-
Notifications
You must be signed in to change notification settings - Fork 623
Description
Summary
During testing, it has been observed that a TCP connection can be closed while the TCP work queue is still processing I/O for the same connection. When the worker thread processes what would now be a stale work item, the attemptIO encounters a NullPointerException on the dereferenced connection link.
Observed Behavior
- Socket is closed:
SocketChannel closing, local: localhost/127.0.0.1:56988 remote: localhost/127.0.0.1:8030
- Worker process a queue item afterwards and throws:
FFDC1015I: An FFDC Incident has been created: "java.lang.NullPointerException: Cannot invoke "com.ibm.ws.tcpchannel.internal.SocketIOChannel.getSocket()" because the return value of "com.ibm.ws.tcpchannel.internal.TCPConnLink.getSocketIOChannel()" is null com.ibm.ws.tcpchannel.internal.WorkQueueManager workerRun(req)" at ffdc_25.10.22_01.19.19.0.log
Root Cause
The WorkQueueManager.attemptIO(...) reads the TCPConnLink from the request.
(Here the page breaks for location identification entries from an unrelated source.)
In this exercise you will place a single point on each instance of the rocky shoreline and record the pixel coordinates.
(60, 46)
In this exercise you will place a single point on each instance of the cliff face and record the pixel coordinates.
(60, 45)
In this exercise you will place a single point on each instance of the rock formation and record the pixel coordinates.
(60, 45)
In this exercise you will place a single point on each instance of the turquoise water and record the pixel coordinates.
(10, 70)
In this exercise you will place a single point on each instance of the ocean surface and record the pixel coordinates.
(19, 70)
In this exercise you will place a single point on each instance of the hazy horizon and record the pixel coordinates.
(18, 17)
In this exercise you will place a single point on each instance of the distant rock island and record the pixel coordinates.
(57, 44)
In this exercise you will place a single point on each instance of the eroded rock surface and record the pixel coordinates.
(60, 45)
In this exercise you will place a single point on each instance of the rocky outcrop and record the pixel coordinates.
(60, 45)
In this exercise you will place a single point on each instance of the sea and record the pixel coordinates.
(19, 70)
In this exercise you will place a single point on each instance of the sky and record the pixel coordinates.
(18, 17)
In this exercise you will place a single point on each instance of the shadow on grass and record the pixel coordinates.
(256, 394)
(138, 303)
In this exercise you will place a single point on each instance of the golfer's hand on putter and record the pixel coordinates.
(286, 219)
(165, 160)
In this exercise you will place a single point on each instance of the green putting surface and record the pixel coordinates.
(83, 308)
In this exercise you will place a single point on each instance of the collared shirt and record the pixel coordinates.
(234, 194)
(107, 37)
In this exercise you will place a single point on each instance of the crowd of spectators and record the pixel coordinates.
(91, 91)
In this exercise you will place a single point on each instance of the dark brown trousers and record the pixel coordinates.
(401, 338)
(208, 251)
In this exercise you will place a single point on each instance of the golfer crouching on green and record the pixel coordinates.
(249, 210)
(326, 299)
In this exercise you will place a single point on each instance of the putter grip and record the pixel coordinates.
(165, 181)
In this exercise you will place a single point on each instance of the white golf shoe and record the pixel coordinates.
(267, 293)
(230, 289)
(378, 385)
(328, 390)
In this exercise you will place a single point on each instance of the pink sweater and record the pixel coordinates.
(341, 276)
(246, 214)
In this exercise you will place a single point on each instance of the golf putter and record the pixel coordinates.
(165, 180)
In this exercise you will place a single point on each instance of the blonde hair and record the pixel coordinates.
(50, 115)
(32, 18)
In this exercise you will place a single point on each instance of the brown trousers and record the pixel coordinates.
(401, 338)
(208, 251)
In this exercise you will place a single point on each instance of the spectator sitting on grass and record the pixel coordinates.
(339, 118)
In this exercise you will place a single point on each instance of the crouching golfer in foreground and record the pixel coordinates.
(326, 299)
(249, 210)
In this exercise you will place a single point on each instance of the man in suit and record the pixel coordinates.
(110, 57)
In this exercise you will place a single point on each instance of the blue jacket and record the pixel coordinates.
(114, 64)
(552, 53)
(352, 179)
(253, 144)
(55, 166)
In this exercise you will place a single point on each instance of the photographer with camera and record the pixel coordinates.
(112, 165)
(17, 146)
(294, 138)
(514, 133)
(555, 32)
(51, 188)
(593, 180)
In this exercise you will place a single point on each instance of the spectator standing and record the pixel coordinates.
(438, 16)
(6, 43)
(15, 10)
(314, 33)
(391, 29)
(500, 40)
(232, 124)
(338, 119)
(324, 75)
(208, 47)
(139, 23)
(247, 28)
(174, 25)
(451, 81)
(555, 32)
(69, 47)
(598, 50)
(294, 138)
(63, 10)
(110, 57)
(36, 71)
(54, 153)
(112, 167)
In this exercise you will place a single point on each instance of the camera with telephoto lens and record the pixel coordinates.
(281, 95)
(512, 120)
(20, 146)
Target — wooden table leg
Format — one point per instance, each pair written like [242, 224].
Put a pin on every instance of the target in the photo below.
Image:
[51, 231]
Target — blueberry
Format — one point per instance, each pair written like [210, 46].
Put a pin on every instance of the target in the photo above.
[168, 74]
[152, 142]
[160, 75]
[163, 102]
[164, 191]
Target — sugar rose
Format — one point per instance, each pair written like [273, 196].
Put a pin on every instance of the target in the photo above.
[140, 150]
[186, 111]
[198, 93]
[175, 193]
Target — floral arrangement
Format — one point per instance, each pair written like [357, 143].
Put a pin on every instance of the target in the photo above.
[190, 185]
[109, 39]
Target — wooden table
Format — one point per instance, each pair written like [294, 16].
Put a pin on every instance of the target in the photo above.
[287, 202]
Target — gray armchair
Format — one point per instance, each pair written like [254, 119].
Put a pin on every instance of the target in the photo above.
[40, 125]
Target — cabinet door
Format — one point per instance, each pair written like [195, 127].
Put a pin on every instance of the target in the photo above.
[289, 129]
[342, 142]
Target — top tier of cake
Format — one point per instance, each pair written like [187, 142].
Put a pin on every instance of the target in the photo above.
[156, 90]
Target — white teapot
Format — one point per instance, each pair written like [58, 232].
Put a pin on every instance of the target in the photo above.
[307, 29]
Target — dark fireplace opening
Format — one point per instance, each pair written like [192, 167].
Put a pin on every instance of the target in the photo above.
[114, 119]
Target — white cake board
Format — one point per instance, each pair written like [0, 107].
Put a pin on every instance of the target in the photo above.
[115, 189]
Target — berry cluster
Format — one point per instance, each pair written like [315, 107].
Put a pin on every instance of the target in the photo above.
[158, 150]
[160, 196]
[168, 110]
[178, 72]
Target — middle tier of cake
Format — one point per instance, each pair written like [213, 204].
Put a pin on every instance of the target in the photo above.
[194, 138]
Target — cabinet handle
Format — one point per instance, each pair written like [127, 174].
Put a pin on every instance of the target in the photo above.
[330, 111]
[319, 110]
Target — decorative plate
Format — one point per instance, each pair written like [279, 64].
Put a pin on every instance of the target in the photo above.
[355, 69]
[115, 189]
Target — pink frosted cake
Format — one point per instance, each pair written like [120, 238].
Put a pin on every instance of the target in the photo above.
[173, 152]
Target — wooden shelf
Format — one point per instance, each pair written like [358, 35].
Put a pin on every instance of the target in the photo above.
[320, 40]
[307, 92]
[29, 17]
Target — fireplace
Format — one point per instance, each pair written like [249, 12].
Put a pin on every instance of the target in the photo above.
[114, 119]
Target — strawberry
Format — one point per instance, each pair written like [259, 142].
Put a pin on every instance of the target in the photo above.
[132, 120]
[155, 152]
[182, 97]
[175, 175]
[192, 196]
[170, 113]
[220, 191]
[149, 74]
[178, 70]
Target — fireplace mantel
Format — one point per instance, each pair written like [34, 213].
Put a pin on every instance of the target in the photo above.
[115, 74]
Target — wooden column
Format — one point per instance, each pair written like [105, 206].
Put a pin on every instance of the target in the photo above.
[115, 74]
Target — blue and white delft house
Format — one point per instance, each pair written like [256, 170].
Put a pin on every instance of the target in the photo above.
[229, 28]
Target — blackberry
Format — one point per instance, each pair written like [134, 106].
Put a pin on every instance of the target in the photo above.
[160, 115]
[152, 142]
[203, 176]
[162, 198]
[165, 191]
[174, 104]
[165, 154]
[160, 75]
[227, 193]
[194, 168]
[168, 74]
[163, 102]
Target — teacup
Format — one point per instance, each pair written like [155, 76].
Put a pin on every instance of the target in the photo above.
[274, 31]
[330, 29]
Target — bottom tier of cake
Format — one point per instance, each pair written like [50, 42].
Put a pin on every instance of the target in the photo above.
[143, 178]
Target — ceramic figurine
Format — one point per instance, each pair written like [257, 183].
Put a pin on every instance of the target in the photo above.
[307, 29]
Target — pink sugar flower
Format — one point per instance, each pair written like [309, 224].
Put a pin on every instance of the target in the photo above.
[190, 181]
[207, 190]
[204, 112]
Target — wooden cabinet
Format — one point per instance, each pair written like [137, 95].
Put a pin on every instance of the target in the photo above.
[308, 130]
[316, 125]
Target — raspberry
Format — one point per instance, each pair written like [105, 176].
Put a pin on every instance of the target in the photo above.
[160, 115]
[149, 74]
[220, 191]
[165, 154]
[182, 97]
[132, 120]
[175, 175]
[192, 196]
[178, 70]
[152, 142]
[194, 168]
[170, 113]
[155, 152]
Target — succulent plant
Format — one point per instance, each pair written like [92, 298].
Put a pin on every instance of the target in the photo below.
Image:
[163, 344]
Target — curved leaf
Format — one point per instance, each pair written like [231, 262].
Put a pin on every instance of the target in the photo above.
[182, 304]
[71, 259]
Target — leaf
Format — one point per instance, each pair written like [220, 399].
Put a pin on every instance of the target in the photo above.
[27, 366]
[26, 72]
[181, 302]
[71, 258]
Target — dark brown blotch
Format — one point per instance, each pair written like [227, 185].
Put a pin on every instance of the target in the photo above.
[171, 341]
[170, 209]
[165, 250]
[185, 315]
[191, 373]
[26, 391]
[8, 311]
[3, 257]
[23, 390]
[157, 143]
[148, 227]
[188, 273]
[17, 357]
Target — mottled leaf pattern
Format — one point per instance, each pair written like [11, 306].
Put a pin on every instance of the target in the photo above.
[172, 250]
Assuming that this is valid, it immediately calls conn.getSocketIOChannel(). There is a race condition where the connection close/destroy has already nulled out this object. This results in the ioChannel being null when the worker finally works on the request. Since the code immediately calls conn.getSocketIOChannel(), an NPE is thrown.
We should defensively guard the SocketIOChannel in the attemptIO method.
Doing this does not change behavior for valid connections; only the error path changes from throwing the NPE to a graceful close.